WorldBench is a multimodal reasoning benchmark organized around a visual taxonomy spanning seven domains: Living Things, Objects, Scenes, Digital World, Academics, Documents/Charts/Tables, and Agents. It is designed by zlab-princeton to evaluate Multimodal Large Language Models. The dataset was last updated on 2026-06-08.
Use Cases
- Benchmarking model performance on visual reasoning across seven diverse domains mentioned in the description
- Identifying model weaknesses in specific visual categories like 'Documents/Charts/Tables' or 'Agents'
- Training or fine-tuning MLLMs on a structured visual taxonomy
- Conducting research on the breadth of multimodal understanding
Strengths
- The benchmark is structured around a broad visual taxonomy covering seven distinct domains.

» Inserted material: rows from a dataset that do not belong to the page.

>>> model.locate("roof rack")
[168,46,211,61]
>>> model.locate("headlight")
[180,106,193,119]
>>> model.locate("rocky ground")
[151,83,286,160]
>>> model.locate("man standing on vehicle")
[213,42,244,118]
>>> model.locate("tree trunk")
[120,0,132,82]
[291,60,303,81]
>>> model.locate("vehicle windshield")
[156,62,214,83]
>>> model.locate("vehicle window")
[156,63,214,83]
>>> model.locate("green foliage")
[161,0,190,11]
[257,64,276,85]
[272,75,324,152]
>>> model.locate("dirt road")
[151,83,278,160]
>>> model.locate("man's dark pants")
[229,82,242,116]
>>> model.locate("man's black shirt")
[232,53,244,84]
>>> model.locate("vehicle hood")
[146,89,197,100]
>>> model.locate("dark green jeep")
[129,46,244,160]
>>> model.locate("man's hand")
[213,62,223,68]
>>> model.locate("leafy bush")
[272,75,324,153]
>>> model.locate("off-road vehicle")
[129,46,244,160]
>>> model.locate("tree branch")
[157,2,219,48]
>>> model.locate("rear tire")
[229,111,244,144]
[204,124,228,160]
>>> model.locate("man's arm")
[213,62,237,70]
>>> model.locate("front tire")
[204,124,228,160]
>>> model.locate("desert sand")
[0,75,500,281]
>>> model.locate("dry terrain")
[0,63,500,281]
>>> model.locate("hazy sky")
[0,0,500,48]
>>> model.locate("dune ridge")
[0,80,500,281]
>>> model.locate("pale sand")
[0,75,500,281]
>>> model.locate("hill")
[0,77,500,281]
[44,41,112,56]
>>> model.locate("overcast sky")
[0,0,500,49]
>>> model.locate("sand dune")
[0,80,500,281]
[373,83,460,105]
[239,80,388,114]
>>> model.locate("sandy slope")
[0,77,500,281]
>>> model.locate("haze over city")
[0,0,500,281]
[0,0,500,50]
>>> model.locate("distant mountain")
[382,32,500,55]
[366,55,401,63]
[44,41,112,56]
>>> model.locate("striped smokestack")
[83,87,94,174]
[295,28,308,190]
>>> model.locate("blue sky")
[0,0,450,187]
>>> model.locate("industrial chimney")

- It is designed specifically for evaluating modern Multimodal Large Language Models.
- The dataset was last updated on 2026-06-08.
Limitations
- Description metadata is limited; actual data quality requires manual inspection after download.
- Column-level documentation is absent; field semantics must be inferred after download.
- Row count and file formats are unknown, which may limit suitability assessment.
Provenance
- Source
- zlab-princeton
- Freshness
- Last updated 2026-06-08 01:32:32; freshness should be verified.